- The Washington Times - Monday, April 29, 2002

It was old-home day at the Hirshhorn Museum, to judge by the intimate nature of the crowd attending a reception for the museum's new director, Ned Rifkin.
For Mr. Rifkin, it was a new old-home day and a bit of musical chairs where he served as chief curator from 1986 to 1991 under James Demetrion, who appointed him to the job.
Mr. Demetrion is consultant at the Menil Collection in Houston, where Mr. Rifkin most recently served as director. So goes the art world whirl-around that the event Thursday drew a huge turnout of artists, curators, dealers and museum benefactors, including Christopher Addison and Sylvia Ripley, Chris Murray, Bill Christenberry, Willem de Looper, Jacqueline Leland, Jack Cowart, Larry Gagosian, George Hemphill, Robert Lehrman, Marsha Ralls, Janet Solinger and Conrad Cafritz.
"He should make this place more social," volunteered one distinguished Washington artist who asked not to be quoted, meaning he should create more buzz and more excitement around the museum's high-quality exhibitions.
Outreach is clearly on the honoree's mind, to judge by remarks he made to the crowd, which included noting the large number of artists present. "I feel very confident that we can levitate this building higher," he said, referring to the Hirshhorn as a "people's museum of contemporary modern art."

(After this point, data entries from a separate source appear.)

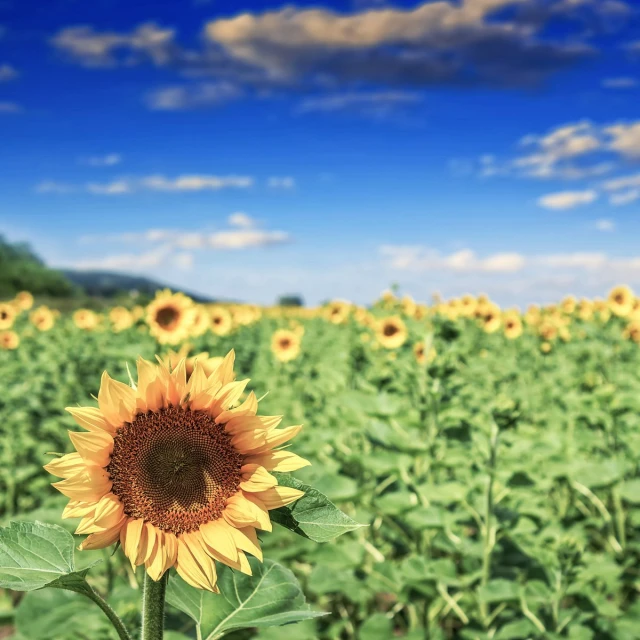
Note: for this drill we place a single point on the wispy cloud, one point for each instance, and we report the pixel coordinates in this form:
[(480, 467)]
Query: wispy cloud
[(567, 199)]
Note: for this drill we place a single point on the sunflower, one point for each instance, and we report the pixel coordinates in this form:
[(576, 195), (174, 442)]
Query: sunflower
[(174, 473), (512, 325), (491, 319), (421, 356), (42, 318), (7, 315), (620, 300), (170, 316), (172, 359), (221, 320), (85, 319), (24, 300), (391, 332), (9, 340), (285, 345)]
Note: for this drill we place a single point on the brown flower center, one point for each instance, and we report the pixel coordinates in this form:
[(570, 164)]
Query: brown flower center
[(175, 468), (390, 330), (167, 317)]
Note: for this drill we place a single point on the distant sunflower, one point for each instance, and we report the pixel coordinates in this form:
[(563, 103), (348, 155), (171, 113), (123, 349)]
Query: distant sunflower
[(285, 345), (391, 332), (490, 320), (42, 318), (423, 357), (170, 316), (7, 315), (24, 300), (512, 326), (176, 474), (9, 340), (337, 311), (85, 319), (621, 300), (221, 320), (209, 365)]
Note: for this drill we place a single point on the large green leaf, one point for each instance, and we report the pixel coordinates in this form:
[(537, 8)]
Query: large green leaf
[(313, 516), (35, 555), (270, 597)]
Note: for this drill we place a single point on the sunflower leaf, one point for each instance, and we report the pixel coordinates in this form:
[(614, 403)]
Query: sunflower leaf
[(34, 555), (313, 516), (270, 597)]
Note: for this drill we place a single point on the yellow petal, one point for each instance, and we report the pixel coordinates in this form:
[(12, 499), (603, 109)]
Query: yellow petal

Mr. Demetrion privately had only praise for his successor, saying he has "great vision, is a scholar and a proven administrator.
"Don't forget to write, too, that he had a basketball scholarship at Syracuse," the former director said with a chuckle that shook his rotund frame.
That's not all the eclectic and elegant-looking Mr. Rifkin can claim. His biography says he received a doctorate from the University of Michigan, specializing in the films of Michelangelo Antonioni.